Simulated Author's Rebuttal

3 responses · 0 unresolved

We thank the referee for the constructive and detailed comments. We address each major comment point by point below, indicating where revisions will be made to the manuscript.

read point-by-point responses
  1. Referee: [Abstract and Methods (metric definition)] The exact formula for Business utility (how ms is discounted or weighted by CV) is never stated, only described qualitatively as 'risk-adjusted'. This definition is load-bearing for all reported utility values (e.g., 0.6952) and for the central claim that variability causes substantial utility loss.

    Authors: We agree that the precise mathematical definition of Business utility was not explicitly stated, which is an oversight given its central role.

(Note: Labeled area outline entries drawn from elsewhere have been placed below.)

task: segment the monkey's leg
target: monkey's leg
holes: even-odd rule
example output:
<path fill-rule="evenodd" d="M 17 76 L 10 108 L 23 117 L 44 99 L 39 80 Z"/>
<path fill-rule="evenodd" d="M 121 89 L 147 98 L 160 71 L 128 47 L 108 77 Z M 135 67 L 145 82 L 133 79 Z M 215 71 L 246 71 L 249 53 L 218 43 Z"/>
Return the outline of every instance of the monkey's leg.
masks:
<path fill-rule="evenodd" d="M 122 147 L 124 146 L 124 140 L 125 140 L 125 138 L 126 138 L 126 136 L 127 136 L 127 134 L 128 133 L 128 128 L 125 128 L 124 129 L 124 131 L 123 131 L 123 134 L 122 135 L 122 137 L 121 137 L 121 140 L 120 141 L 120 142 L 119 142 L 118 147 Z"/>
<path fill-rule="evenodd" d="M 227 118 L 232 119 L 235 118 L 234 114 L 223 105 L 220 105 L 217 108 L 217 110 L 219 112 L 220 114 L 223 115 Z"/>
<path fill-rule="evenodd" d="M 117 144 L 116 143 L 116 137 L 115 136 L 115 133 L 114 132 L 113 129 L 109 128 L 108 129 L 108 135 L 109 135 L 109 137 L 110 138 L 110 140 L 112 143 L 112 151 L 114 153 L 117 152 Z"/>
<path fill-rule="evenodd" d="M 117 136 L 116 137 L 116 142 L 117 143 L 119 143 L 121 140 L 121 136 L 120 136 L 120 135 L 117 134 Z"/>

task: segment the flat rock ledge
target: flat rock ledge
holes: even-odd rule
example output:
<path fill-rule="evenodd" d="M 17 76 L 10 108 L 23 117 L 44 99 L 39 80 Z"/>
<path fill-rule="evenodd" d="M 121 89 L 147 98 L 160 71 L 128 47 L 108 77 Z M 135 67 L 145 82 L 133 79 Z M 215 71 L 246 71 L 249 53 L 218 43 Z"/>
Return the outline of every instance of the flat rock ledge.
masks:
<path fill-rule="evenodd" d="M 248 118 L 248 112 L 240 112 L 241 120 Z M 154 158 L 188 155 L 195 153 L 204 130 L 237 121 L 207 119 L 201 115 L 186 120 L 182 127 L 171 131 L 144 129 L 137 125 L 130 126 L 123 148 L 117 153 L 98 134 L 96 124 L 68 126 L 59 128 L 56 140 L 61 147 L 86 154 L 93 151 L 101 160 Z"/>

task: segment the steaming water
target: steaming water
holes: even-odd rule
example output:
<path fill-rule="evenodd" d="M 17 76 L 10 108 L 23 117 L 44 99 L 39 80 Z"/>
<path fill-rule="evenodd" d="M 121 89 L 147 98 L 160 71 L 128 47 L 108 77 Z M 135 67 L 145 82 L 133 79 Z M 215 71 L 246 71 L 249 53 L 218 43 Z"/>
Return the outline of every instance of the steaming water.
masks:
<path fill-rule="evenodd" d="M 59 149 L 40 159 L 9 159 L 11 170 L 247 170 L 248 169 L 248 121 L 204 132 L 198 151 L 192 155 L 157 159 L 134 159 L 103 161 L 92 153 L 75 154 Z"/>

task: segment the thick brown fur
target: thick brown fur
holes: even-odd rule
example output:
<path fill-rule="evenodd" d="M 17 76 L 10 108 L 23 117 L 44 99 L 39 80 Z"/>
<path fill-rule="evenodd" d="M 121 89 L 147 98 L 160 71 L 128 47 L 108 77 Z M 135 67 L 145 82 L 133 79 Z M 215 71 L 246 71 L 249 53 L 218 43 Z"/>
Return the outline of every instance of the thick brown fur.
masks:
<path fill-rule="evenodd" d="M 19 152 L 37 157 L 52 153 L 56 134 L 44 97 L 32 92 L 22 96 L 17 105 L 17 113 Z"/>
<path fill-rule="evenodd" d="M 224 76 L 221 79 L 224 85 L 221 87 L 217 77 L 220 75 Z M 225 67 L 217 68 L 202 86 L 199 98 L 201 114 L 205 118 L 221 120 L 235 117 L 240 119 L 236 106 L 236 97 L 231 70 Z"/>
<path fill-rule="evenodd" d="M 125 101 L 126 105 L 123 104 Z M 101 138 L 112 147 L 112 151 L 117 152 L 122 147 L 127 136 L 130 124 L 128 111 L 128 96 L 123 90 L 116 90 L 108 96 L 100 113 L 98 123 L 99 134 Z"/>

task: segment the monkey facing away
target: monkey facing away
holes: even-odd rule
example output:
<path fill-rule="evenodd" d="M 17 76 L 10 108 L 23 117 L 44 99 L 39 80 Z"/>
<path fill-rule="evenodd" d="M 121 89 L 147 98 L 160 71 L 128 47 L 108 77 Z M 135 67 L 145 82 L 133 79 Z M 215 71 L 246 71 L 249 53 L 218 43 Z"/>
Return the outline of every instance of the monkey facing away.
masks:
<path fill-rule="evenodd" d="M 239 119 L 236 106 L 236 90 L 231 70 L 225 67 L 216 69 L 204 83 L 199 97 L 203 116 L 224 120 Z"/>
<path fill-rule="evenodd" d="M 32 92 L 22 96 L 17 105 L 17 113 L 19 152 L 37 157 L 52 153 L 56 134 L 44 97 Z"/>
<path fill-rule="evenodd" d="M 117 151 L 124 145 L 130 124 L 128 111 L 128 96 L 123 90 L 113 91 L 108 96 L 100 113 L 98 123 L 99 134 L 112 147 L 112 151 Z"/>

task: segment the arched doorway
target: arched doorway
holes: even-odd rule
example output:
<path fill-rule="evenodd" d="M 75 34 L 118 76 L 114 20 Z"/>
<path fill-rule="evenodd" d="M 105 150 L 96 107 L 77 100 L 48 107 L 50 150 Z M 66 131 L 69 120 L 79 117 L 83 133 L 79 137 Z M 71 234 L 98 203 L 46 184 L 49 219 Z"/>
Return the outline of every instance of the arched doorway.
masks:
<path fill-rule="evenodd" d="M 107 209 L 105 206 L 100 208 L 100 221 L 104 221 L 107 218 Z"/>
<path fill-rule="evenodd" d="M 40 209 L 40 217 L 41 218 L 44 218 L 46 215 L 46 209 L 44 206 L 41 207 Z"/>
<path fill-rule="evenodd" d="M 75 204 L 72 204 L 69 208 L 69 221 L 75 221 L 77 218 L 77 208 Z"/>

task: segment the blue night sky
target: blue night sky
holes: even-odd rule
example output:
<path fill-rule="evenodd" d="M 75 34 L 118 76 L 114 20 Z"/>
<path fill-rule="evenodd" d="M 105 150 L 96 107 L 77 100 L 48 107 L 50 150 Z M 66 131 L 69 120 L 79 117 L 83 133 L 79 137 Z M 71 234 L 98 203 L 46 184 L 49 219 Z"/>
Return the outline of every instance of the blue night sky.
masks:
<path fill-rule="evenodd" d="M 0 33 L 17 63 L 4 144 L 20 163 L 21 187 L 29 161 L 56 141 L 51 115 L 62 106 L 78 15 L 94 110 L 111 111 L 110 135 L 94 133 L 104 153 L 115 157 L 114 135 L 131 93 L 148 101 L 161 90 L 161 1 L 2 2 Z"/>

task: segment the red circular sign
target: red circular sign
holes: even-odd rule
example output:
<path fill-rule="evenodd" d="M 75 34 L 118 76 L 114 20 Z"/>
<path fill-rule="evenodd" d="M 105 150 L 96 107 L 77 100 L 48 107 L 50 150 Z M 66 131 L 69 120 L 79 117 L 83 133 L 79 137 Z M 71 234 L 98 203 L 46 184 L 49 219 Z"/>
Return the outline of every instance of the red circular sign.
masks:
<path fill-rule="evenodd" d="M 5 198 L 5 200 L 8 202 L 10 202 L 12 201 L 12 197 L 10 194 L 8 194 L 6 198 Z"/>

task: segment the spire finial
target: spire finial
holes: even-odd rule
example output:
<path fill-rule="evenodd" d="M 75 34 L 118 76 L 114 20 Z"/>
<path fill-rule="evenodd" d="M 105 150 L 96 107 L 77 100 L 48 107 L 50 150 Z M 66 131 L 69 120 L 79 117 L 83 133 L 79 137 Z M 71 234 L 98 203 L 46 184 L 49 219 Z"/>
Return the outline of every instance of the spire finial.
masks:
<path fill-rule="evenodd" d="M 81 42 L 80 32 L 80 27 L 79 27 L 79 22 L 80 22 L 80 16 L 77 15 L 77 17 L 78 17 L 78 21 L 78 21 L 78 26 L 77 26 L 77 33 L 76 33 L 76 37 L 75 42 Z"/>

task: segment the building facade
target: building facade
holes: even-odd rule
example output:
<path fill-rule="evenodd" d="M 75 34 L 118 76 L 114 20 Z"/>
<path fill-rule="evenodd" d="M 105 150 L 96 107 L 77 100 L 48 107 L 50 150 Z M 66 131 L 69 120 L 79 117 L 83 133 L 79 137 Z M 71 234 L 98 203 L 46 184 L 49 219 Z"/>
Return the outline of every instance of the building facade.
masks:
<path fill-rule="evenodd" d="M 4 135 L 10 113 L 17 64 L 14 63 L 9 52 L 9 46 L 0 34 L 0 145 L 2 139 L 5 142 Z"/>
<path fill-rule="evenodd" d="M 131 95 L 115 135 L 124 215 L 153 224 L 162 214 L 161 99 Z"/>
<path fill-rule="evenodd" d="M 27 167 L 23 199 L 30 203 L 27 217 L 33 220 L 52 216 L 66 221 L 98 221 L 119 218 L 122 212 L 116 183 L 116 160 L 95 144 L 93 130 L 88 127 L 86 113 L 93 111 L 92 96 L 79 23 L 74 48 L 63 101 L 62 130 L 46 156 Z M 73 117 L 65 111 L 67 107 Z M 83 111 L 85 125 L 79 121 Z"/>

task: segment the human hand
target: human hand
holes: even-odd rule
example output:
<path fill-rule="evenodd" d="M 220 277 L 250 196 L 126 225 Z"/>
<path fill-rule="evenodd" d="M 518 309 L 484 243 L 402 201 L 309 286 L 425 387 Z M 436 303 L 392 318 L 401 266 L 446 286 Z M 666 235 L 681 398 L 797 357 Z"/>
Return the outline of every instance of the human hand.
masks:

We will revise the Methods section to include the exact formula combining mean score (ms) and coefficient of variation (CV) as a risk-adjusted measure. This will ensure the reported values such as 0.6952 are fully reproducible. revision: yes

  2. Referee: [Experimental design (trajectories per condition)] Only five trajectories per condition are used to compute CV. With n=5 the sampling variability of the CV estimator itself is large, directly affecting the stability of the Business utility scores and the conclusion that 'most configurations are not reliable enough'.

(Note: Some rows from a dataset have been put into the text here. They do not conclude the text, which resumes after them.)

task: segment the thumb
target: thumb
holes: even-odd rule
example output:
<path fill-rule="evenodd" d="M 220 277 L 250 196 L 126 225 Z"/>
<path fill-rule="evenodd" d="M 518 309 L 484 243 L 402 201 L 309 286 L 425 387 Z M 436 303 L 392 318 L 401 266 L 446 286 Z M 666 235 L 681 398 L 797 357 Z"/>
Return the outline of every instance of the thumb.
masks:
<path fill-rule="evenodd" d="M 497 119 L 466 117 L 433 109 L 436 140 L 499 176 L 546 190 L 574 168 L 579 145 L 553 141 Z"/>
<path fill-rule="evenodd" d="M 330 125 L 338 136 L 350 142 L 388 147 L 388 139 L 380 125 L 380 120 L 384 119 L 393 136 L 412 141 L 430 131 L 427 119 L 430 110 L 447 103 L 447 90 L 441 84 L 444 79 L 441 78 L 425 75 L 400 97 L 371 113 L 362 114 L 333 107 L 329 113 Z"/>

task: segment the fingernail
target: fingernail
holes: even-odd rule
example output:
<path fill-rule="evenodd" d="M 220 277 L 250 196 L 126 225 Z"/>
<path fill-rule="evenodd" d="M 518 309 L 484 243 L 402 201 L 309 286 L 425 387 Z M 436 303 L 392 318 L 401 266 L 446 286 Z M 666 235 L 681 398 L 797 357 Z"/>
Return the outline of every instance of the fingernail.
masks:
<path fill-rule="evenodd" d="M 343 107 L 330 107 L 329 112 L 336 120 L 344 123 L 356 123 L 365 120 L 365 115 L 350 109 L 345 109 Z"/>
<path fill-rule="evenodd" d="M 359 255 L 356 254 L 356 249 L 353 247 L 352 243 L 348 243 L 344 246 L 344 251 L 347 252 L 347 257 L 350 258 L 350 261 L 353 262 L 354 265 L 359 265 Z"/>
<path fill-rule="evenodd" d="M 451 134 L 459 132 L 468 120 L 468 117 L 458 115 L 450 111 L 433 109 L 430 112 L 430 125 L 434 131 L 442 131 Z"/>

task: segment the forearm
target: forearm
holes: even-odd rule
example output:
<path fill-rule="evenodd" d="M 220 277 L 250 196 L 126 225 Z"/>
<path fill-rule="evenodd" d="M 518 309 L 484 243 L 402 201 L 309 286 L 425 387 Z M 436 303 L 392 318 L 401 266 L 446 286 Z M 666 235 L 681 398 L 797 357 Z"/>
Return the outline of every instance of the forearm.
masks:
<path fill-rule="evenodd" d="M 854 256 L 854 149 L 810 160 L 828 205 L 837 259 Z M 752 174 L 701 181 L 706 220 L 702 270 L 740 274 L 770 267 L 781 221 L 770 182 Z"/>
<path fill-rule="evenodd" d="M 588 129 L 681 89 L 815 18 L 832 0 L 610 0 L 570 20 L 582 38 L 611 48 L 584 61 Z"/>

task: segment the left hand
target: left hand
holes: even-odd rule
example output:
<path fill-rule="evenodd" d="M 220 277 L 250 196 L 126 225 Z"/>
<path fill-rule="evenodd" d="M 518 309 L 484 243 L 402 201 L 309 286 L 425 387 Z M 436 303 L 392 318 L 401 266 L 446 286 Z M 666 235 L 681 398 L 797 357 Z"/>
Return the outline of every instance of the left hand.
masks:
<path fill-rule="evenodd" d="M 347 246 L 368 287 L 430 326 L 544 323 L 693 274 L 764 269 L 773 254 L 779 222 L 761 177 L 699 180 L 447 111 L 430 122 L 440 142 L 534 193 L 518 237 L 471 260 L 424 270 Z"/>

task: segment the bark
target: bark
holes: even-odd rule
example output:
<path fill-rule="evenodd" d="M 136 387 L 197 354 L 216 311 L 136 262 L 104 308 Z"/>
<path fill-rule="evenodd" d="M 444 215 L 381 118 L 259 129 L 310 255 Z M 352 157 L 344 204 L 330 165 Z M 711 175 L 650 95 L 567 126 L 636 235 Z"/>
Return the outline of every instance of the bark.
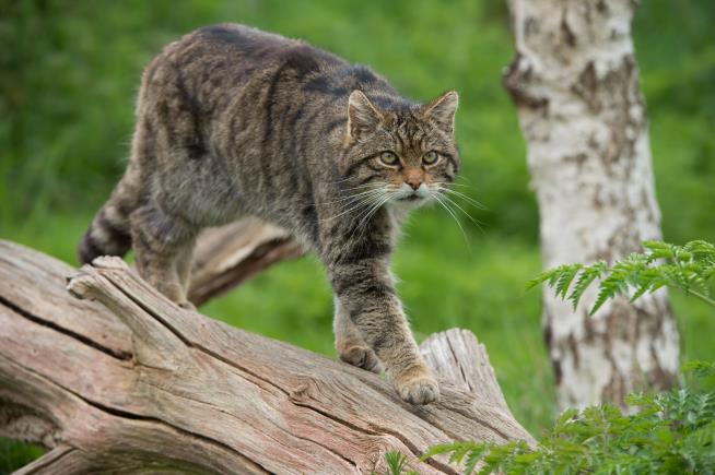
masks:
<path fill-rule="evenodd" d="M 207 229 L 194 253 L 189 300 L 201 305 L 273 263 L 302 254 L 285 230 L 257 219 Z"/>
<path fill-rule="evenodd" d="M 516 57 L 504 75 L 519 112 L 540 211 L 544 268 L 612 262 L 660 239 L 632 0 L 513 0 Z M 594 318 L 546 289 L 543 328 L 561 406 L 622 403 L 670 387 L 679 336 L 665 290 Z"/>
<path fill-rule="evenodd" d="M 415 407 L 372 372 L 174 306 L 117 258 L 78 272 L 7 241 L 0 329 L 0 436 L 49 449 L 20 473 L 384 473 L 389 450 L 456 473 L 417 456 L 534 443 L 467 331 L 422 345 L 443 399 Z"/>

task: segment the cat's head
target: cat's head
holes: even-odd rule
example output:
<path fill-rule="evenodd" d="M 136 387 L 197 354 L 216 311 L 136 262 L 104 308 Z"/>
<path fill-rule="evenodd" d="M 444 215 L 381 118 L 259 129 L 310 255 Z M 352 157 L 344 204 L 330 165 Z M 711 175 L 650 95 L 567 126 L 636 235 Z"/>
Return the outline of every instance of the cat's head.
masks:
<path fill-rule="evenodd" d="M 343 173 L 350 194 L 405 207 L 439 200 L 459 169 L 459 96 L 449 91 L 426 105 L 391 108 L 377 102 L 362 91 L 348 102 Z"/>

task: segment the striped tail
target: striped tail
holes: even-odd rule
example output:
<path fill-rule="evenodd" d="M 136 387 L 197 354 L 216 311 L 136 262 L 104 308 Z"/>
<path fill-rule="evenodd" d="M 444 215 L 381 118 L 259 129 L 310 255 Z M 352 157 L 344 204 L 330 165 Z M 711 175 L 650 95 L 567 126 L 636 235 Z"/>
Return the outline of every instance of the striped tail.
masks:
<path fill-rule="evenodd" d="M 127 173 L 84 234 L 78 248 L 81 263 L 91 263 L 99 256 L 124 257 L 129 251 L 129 215 L 137 209 L 139 194 L 134 188 Z"/>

    Authors: We acknowledge that n=5 per condition introduces substantial sampling variability in the CV estimates, which affects the precision of the Business utility metric. We will add an explicit discussion of this limitation in a new Limitations subsection, including its implications for the reliability conclusions, while noting that the design prioritizes breadth across conditions and models. revision: partial

  3. Referee: [Benchmark construction] No validation or sensitivity analysis is provided for the agent-based supply-chain simulation as a proxy for real enterprise EDA tasks. If the generated traces have lower noise or narrower ambiguity than actual business data, both the observed CVs and the utility metric will understate deployment risk, weakening the general claim about autonomous EDA suitability.

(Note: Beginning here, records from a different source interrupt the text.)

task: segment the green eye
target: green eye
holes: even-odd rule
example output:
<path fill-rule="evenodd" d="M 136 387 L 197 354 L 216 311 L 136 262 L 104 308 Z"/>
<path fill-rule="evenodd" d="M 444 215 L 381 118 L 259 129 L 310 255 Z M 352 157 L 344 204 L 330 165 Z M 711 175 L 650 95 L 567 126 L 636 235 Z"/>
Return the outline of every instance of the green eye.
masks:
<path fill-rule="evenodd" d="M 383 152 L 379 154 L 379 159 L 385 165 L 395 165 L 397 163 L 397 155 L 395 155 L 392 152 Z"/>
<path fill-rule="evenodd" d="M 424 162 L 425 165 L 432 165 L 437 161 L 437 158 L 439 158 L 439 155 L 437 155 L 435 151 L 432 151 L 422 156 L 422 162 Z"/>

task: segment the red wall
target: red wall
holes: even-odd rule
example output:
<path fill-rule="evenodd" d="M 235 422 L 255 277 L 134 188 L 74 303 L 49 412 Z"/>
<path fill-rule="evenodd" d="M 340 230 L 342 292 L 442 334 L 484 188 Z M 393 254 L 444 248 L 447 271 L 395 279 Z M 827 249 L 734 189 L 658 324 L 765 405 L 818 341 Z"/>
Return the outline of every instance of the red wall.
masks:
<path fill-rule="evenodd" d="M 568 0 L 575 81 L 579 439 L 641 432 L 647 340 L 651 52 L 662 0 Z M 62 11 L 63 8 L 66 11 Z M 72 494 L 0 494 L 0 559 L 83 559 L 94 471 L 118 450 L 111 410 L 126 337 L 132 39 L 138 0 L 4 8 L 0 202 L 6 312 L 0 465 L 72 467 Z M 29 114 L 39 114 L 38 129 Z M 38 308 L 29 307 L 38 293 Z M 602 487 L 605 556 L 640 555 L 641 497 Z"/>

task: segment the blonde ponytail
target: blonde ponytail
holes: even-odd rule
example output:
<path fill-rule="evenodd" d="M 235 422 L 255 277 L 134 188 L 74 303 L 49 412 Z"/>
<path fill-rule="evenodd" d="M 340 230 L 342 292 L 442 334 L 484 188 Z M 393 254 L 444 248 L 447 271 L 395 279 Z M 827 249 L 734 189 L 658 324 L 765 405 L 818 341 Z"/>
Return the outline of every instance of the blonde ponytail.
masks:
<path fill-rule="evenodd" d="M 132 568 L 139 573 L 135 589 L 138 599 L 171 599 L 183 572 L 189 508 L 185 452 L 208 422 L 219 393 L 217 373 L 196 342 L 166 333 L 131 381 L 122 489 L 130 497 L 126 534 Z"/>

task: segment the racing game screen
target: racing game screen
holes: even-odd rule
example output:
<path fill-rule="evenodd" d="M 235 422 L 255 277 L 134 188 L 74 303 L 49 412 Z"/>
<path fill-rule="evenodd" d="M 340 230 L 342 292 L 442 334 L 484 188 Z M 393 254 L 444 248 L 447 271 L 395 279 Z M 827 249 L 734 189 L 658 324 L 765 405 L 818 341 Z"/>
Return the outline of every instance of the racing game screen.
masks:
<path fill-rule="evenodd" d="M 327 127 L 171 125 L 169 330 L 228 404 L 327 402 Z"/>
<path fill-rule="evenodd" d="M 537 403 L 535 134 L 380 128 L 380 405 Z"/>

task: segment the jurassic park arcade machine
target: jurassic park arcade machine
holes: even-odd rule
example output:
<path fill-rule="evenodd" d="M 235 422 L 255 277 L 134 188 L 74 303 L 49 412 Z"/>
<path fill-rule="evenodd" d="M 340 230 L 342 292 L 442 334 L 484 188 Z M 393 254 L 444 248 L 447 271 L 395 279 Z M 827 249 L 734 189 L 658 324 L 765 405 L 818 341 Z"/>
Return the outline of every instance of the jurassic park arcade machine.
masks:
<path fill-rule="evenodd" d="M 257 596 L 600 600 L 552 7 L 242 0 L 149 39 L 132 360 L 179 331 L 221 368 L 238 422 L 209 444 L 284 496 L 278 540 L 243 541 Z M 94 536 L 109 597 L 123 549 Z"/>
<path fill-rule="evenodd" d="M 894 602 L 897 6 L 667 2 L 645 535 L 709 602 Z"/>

    Authors: The simulation is presented as a controlled proxy to isolate factors such as data representation, prompt clarity, and signal strength. We will expand the manuscript with additional discussion of the simulation's assumptions, design rationale, and potential differences from real enterprise data that could affect risk estimates. Full validation against proprietary real-world datasets is not feasible within this study. revision: partial

Circularity Check

0 steps flagged

No significant circularity detected

full rationale

The paper's core claims rest on an empirical evaluation: LLMs are tested on a fixed agent-based supply chain simulation, outputs are scored deterministically via Jaccard index against ground truth, and a new composite metric (Business utility) is proposed to combine observed ms and CV. No equations, self-citations, or derivations are quoted that reduce any reported result to a fitted parameter or prior self-work by construction. The simulation and scoring procedure are externally specified and falsifiable; the metric is introduced as a summary statistic rather than a predictive derivation. This is a standard empirical benchmark study with no load-bearing circular steps.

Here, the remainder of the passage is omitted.